7. Op het certificaat moeten niet alleen de in de rubiek "Bestrijdings- en/of ontsmettingsbehandeling" gevraagde gegevens worden vermeld, maar ook de botanische naam van het geslacht of de soort, het aantal stammen waaruit de zending bestaat, en de in punt 4 bedoelde identificatiecode van de begaste partij.

In de rubriek "Aanvullende verklaring" moet in ieder geval de volgende vermelding worden aangebracht:

"Hierbij wordt verklaard dat de met dit certificaat verzonden stammen door .................... (erkende begasser) ................... te .................... .................... (plaats waar de begassing is uitgevoerd) ................... zijn begast overeenkomstig het bepaalde in bijlage I bij Beschikking 93/467/EEG van de Commissie.".

BIJLAGE II

KLEURREACTIETEST De in artikel 1, lid 2, onder d), derde streepje, bedoelde kleurreactietest wordt als volgt uitgevoerd: Met een aanwasboor worden op plekken waar de bast onbeschadigd is en die zich ten minste 1 m van de uiteinden van de stam bevinden, monsters genomen over de hele dikte van het spint. De monsters worden ondergedompeld in een recent bereide (minder dan één dag oude) 1 %-oplossing van gedistilleerd water met 2,3,5-trifenyltetrazoliumchloride. Monsters die na drie dagen onderdompeling in de oplossing geen rode verkleuring laten zien, worden geacht goed te zijn begast.

BIJLAGE III

IDENTIFICATIE VAN STAMMEN VAN WITTE EIK 1. Ambtenaren van de betrokken bevoegde officiële instantie moeten, voor zover mogelijk met behulp van visuele middelen of via een identificatiekleurtest als omschreven in punt 2 nagaan of elke stam als witte eik kan worden aangemerkt. De identificatiekleurtest moet op ten minste 10 % van de stammen van de zending worden uitgevoerd.

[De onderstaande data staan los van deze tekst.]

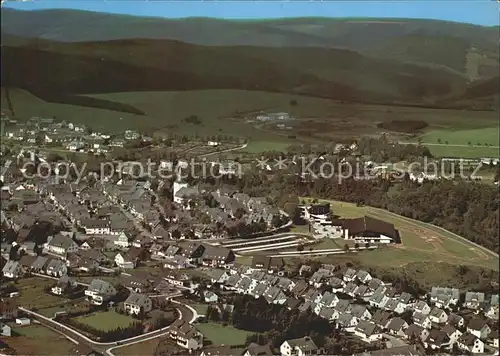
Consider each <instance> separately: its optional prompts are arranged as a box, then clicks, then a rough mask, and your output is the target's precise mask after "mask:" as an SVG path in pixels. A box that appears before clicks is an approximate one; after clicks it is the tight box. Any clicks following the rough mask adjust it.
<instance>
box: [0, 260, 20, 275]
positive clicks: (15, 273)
mask: <svg viewBox="0 0 500 356" xmlns="http://www.w3.org/2000/svg"><path fill="white" fill-rule="evenodd" d="M22 271H23V270H22V267H21V264H20V263H19V262H17V261H12V260H9V261H7V263H6V264H5V266H3V268H2V274H3V275H4V277H7V278H12V279H14V278H19V277H20V276H21V274H22Z"/></svg>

2. Bij de identificatiekleurtest om na te gaan of de stammen als witte eik kunnen worden aangemerkt, wordt op een schone en drooggemaakte plek kernhout van ten minste 5 cm diameter een 10 %-natriumnitrietoplossing gespoten of met de kwast aangebracht. Binnen 20 tot 60 minuten na het aanbrengen van de oplossing wordt het resultaat van de test geëvalueerd. Bij temperaturen beneden 2,5 °C mag 20 % ethyleenglycol als antivriesmiddel aan de oplossing worden toegevoegd. Stammen die op de behandelde plek eerst roodbruin en daarna grijsblauw tot zwart worden, worden geacht stammen van witte eik te zijn.

3. Iedere stam wordt onder toezicht van de betrokken bevoegde officiële instantie of van ambtenaren van een met die instantie samenwerkende Staat of provincie gemerkt met de letters "WO".

4. Het op grond van artikel 12, lid 1, onder b), van Richtlijn 77/93/EEG vereiste fytosanitaire certificaat wordt door de betrokken bevoegde officiële instantie afgegeven op grond van de in de punten 1, 2 en 3 aangegeven maatregelen. Op het certificaat worden de botanische benaming van het geslacht of de soort en het aantal stammen in de zending vermeld. Onder de rubriek "Aanvullende verklaring" wordt vermeld:

"Hierbij wordt verklaard dat met dit certificaat uitsluitend stammen van witte eik worden verzonden.".